Aconteceu o óbvio. Henry descobrira, embora escolhera, por incrível que pareça, guardar em segredo o caso dos amantes. Continuava com o mesmo tratamento dócil, intenso e apaixonado pelo rapaz, ensinando-lhe tudo que aprendera, todas as notas, partituras, composições, como um mestre a ser substituído por seu aprendiz. Começara ali a rotina de forjar viagens para deixar que Vera mantivesse as relações libertinas com Igor e numa dessas Henry cometeu o despudor de observar o encontro, com um prazer masoquista de sentir-se enganado, traído. Tais acontecimentos resgatara até um certo brilho – ainda que doentio - à relação de Henry com sua esposa. 

Com o verão se aproximando e o ritmo turístico da cidade aumentando, a freqüência de Igor foi reduzida. Não havia mais tantas sugestões musicais. Igor estava um craque no violão e já partira para outros instrumentos, que utilizava com maestria. Às vezes criando sonoridades mais aprazíveis que o próprio Henry podia compor. Henry repetia ao garoto, “você anda muito entendido, parece mover com as mãos os sentimentos humanos” e completava, perplexo, “já pode morrer, meu pequeno Buckley”.

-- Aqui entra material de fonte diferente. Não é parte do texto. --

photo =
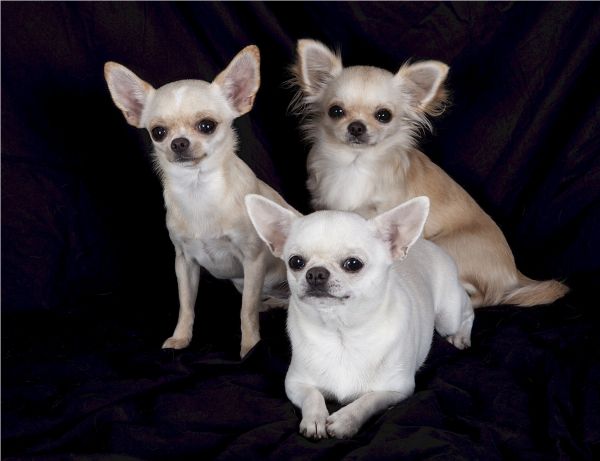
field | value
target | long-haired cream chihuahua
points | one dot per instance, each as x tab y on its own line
365	296
363	122
190	122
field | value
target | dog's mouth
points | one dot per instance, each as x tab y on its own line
358	140
321	294
189	160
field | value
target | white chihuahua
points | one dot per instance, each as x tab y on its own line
365	296
363	123
190	122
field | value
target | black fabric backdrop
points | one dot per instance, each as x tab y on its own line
88	286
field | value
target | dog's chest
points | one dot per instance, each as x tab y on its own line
198	228
220	256
342	366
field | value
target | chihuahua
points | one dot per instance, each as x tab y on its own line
365	296
204	181
363	123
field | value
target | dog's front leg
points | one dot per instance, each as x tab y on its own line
314	410
348	420
254	278
188	277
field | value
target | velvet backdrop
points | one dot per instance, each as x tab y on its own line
88	287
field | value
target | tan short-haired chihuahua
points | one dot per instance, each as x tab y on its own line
363	123
190	122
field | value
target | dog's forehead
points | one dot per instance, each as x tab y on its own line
187	97
363	84
327	231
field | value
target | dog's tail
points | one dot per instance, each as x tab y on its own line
531	292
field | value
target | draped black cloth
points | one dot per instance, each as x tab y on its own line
88	285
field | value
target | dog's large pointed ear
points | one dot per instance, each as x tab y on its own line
316	65
129	92
271	221
240	81
401	226
424	83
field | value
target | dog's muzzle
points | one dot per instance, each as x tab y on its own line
357	133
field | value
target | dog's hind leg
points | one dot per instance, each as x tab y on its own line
454	319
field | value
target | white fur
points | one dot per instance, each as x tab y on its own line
361	343
204	187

No dia seguinte Henry comprou uma arma. Estava possesso ao ter sido atropelado por alguém que inventou, lapidou e aperfeiçoou até com os lábios vaginais de sua esposa. Chamou Igor para um último repasse em algumas canções que estavam ensaiando para as próximas performances. O garoto chegou à casa nauseado de desconfiança pelo ruído estranho da voz de Henry dizendo ao telefone: “toque pela última vez para mim, meu Beethoven”, com paixão e demência ao mesmo tempo.

Quando Igor chegou percebeu que Henry cantarolava Night Flight, do Led Zeppelin e os dois finalizaram a canção dizendo os versos simultaneamente, “he sat laughin' as he wrote the end's in sight”. O garoto sentou ao chão, ainda cambaleante, para desenhar as canções no instrumento, e ficou imóvel ao constatar na cintura do seu mestre uma pequena arma de fogo, levemente disfarçada pela camisa laranja colocada por cima como que às pressas. Não pensou duas vezes. Segurou com brutalidade o braço do violão, desferindo e espatifando o violão contra o corpo de Henry, matando-o imediatamente à pauladas. Harmoniosas, frementes e finais. “O último dueto” pensou Igor involuntariamente.
Restou ao canto da sala o violão com as cordas desarranjadas e manchadas de sangue, como um moribundo estirado e imóvel, sem nenhum ruído.

Muitos anos depois Igor é professor de piano de uma escola musical na cidade Uruguaiana, Rivera. É seu primeiro dia, olha atentamente pra seus alunos, ansioso. Em um dos cantos da sala, repara um garoto de seus dezessete anos, com olhos agudos, negros, pregados no rosto, os cabelos como cordinhas escurecidas e lisas no teto capilar, o rosto branco e levemente gordo, os lábios inclinados para fora e bem rosados, abaixo dos olhos uma pintura natural que dava-lhe um aspecto faraônico,  o tamanho é médio e as mãos aparentavam ser duas almofadas persas suaves e sutis. Seu nome é Henry. Era a própria reencarnação do anterior. Apontando o piano, Igor convidou o menino Henry e perplexo disse: “Meu Beethoven, toque para mim!”.